「俺は君の忠告を軽んじてしまっていた。大事な仲間の言葉なのに、それを真剣に受け止めていなかった。君が怒るのはもっともだ」
「……その、頭を上げてくれないか」
予想外の行動と言葉に、私が言えるのはせいぜいそれぐらいだ。
ソラは私の言葉どおりに頭を上げると、少しずつ近づいてきた。
「俺はやりたいことばかりやっていた。
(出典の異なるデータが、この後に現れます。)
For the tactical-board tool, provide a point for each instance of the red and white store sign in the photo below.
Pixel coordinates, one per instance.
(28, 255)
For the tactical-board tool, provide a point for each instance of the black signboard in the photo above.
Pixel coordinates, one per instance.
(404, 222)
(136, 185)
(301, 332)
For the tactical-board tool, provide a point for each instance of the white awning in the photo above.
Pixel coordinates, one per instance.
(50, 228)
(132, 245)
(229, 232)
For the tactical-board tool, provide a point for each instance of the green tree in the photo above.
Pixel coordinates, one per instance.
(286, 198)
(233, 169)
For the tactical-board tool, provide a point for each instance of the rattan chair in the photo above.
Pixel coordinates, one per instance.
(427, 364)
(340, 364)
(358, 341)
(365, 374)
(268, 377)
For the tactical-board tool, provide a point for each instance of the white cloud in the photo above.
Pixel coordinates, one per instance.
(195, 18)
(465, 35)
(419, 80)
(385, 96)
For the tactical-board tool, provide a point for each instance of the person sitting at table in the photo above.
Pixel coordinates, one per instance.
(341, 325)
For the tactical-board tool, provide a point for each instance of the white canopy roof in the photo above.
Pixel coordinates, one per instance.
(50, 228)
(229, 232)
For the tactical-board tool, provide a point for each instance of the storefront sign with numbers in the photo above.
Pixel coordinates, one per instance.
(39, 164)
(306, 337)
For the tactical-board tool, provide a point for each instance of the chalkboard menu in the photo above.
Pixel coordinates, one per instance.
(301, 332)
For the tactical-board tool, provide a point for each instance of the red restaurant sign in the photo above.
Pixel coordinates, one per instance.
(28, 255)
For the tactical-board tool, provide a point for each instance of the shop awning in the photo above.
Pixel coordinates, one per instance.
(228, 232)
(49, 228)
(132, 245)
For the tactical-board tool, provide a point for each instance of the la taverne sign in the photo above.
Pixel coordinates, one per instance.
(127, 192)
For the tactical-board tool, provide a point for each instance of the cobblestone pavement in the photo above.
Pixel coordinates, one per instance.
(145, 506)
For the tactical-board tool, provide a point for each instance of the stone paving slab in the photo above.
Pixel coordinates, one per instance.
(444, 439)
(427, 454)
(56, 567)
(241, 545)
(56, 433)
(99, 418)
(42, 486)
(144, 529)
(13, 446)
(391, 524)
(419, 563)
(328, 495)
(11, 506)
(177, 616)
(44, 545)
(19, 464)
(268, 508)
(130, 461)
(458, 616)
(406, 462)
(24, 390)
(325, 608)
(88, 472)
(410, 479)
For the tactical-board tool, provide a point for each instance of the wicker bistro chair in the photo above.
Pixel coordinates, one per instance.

でも、本当に大切なものがなんなのか、よくわかった。だから、卑屈になるのはよしてくれ」
そう言ってソラは、私の両手を掴んで胸の前で握った。
「これだけは、伝えたい……」
なにが来るのだろう。
いったいなにが。
だめだ、混乱して思考の整理がつかない。
顔が近い。匂いがわかる。
ソラは言った。
「俺は本当に、君のことを大切に思っている」
私の手をぎゅっと握った。
ソラの手のひらから、熱が伝わってくる。
くらくらする。
以前、エルダーリッチと話したことが頭を過ぎった。たわむれに尋ねたのだ。
『人間は、どうやって子を為す?』
『無論、交尾によってだ。ちなみに人間は胎生だ』
『子を産む余裕があれば、交尾を始めるのか?』
『そう単純じゃないさ』
エルダーリッチは笑っていた。
『しかるべきときに触れ合い、手を握り、愛の言葉があり、くちづけを交わす……それから互いを求め合うわけだ』
あのとき笑ったエルダーリッチは、いまこのときを予見していたのだろうか。
ソラが、こんなに近くで、私の手を握っている。
今がしかるべきときなのか?
ソラの言葉は、愛の言葉か?
嫉妬なんて、馬鹿な気持ちを抱いたものだ。
いまの私が、すべきことは――。
「………………」
私は、そっと目をつぶった。
消極的なのかもしれない。
けれどもソラが私とのくちづけを望むのであれば、私は応えたい。
それが互いを求め合う第一歩なのだと考えると、耳まで熱くなってくる。
なにもかも任せるのは、無責任だ。
けれどもいま私は――無責任になりたい。
ぜんぶ、ぜんぶソラの好きにして欲しい。
ソラの気配を濃厚に感じる。
ほかに、私の意識にはなにもない。